Geographical areas of specialization
- Russia; Siberia; Mongolia
My research on language and media in post-socialist Eurasia lies at the intersection of two clusters of problems.
I am especially interested in the centrality of affect and emotion in language shift and revitalization, and in how affective senses of belonging are (or are not) enabled by mass-mediated interactions. Methodologically, I have a keen interest in advancing the ethnography of media, especially the ethnography of journalism, to bridge the traditional production/consumption divide.
This research is the basis for my current book project, tentatively entitled Mixed Messages: Language, Media, and Belonging in Asian Russia.
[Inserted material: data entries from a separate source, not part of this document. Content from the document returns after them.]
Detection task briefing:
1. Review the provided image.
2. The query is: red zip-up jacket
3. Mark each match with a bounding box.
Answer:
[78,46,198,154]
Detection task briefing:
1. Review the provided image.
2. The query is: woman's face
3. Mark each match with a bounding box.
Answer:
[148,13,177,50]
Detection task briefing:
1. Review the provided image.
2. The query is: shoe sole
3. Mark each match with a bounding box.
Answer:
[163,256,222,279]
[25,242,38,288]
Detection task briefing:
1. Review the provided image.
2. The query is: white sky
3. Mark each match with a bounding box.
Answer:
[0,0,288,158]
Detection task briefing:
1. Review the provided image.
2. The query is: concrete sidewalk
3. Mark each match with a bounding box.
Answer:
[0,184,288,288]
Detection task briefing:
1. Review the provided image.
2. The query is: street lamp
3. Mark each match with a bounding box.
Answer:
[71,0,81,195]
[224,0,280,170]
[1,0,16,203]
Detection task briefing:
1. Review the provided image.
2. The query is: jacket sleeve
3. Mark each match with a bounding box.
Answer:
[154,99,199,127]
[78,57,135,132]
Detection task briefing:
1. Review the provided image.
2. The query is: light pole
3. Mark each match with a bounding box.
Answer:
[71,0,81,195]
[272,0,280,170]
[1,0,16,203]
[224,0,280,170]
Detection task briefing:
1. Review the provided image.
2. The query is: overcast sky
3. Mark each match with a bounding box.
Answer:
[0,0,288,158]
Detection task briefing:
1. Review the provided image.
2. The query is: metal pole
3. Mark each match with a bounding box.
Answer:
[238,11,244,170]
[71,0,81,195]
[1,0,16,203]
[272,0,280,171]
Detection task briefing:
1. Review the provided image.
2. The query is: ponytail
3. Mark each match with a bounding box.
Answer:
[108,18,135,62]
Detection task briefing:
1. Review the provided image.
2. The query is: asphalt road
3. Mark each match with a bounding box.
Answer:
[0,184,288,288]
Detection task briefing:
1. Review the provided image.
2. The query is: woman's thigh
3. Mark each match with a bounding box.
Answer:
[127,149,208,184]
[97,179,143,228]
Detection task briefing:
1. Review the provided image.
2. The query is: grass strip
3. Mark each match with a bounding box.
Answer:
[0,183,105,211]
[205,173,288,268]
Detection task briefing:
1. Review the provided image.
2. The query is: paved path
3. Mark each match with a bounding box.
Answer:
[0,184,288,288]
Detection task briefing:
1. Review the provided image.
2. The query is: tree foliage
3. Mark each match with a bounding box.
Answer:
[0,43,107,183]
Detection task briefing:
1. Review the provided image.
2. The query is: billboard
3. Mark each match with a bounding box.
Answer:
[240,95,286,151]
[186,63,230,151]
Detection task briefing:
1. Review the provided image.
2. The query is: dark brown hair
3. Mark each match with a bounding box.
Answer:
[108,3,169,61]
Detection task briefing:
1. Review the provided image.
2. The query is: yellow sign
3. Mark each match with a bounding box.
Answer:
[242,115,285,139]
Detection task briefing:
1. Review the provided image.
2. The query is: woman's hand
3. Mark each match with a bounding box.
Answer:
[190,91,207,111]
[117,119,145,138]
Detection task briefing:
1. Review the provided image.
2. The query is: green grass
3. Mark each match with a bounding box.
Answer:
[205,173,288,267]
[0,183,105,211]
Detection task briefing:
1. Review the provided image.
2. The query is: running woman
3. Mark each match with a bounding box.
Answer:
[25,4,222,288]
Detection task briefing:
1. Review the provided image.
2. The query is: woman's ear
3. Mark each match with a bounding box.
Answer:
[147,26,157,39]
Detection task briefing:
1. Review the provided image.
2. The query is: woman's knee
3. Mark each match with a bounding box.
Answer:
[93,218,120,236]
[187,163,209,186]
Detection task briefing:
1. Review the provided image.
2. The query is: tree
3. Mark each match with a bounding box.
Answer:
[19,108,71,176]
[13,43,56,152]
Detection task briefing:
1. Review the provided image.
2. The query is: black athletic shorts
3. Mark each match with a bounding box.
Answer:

The second, related cluster of problems includes materiality, technology, circulation, and notions of property. I am particularly interested in how intellectual and creative property are figured within socialist and post-socialist contexts, which I am developing into a new long-term ethnographic project on the Mongolian cashmere industry. This project explores the production and global circulation of Mongolian cashmere to determine how different forms of value—economic, social, linguistic, moral—accrue to material goods and subsequently transform society and culture through their transnational movement.
I am a linguistic and sociocultural anthropologist with special interests in language and media in post-Soviet Eurasia.
Research Interests
- Media, materiality, semiotics, multilingualism, language shift and endangerment, language and political economy, historical anthropology, cultural and intellectual property, ethnography of institutions, socialism and post-socialism, race and ethnicity; Mongolia and Russia, especially Siberia.